The confusion between intensity and chemistry
The anxiety this pattern creates feels identical to attraction. The racing heart before they text back. The relief when they return warm. The obsessive thinking during the cold phases. These are nervous system activation states — not love. You can be deeply attached to someone whose treatment of you is causing the attachment. Understanding this distinction is one of the most difficult and most important things in this entire report.
What this pattern costs you over time
- You expend enormous emotional energy monitoring their mood and availability
- You use the good periods to justify everything that happens in the bad ones
- You become less able to recognise consistent, stable love as love — it can start to feel boring or suspicious
- You replay what you did wrong during cold phases — usually nothing
"The Best Week, Then Silence"
For six days straight, he was everything she had ever wanted. He texted first in the morning. He made specific plans. He said things that felt like he had been thinking about her when they were apart.
On the seventh day, his replies came slower. By day nine, one-word answers. By day eleven, she had sent three messages without a real response and was lying in bed at midnight trying to figure out what she had said on day six that changed everything.

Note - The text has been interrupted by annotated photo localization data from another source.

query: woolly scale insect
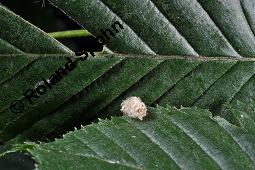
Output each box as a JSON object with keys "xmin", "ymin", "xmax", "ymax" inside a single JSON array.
[{"xmin": 120, "ymin": 96, "xmax": 148, "ymax": 120}]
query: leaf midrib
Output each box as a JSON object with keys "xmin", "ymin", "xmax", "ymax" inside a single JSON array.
[
  {"xmin": 1, "ymin": 53, "xmax": 255, "ymax": 142},
  {"xmin": 1, "ymin": 53, "xmax": 255, "ymax": 61}
]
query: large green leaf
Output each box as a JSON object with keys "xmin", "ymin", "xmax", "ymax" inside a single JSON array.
[
  {"xmin": 2, "ymin": 0, "xmax": 255, "ymax": 144},
  {"xmin": 1, "ymin": 1, "xmax": 255, "ymax": 169},
  {"xmin": 7, "ymin": 106, "xmax": 255, "ymax": 169}
]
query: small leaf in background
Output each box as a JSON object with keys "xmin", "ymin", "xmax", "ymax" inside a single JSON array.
[{"xmin": 0, "ymin": 5, "xmax": 71, "ymax": 54}]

She couldn't find it. She went back through their messages the way you check a fire exit — methodically, looking for the exact moment the warmth left.

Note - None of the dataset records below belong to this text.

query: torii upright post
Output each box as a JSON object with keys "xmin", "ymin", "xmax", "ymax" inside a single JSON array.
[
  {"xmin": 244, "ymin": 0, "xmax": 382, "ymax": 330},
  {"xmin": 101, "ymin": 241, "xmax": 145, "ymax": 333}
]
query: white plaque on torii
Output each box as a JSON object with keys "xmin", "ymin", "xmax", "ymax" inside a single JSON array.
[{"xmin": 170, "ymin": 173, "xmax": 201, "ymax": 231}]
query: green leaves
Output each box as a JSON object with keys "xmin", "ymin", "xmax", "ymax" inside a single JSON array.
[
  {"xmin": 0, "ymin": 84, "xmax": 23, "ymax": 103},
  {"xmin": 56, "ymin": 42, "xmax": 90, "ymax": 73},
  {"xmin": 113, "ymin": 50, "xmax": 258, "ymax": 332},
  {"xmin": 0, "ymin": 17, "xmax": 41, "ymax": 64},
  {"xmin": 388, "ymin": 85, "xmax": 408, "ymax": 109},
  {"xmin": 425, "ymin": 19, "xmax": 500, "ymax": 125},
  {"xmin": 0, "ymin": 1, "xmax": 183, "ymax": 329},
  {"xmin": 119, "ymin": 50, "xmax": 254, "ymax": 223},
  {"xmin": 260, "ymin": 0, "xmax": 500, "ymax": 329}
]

On day fourteen he texted at 11pm: "Miss you. Can I come over?"
She said yes. The relief was physical. And the six days that followed were the best six days they'd ever had.
The cycle above is textbook intermittent reinforcement. The key detail is the relief being "physical" — that is a nervous system response to reward after deprivation, not an indicator of how good the relationship is. The eleven days of anxiety produced the same neurochemistry as the six days of warmth. Together they feel like intensity. Separately, one of them is causing the other.
The question that clarifies this pattern
Which emotion is more frequent: the warmth, or the anxiety about whether the warmth will return? The ratio between those two experiences is a more accurate description of the relationship than either one alone.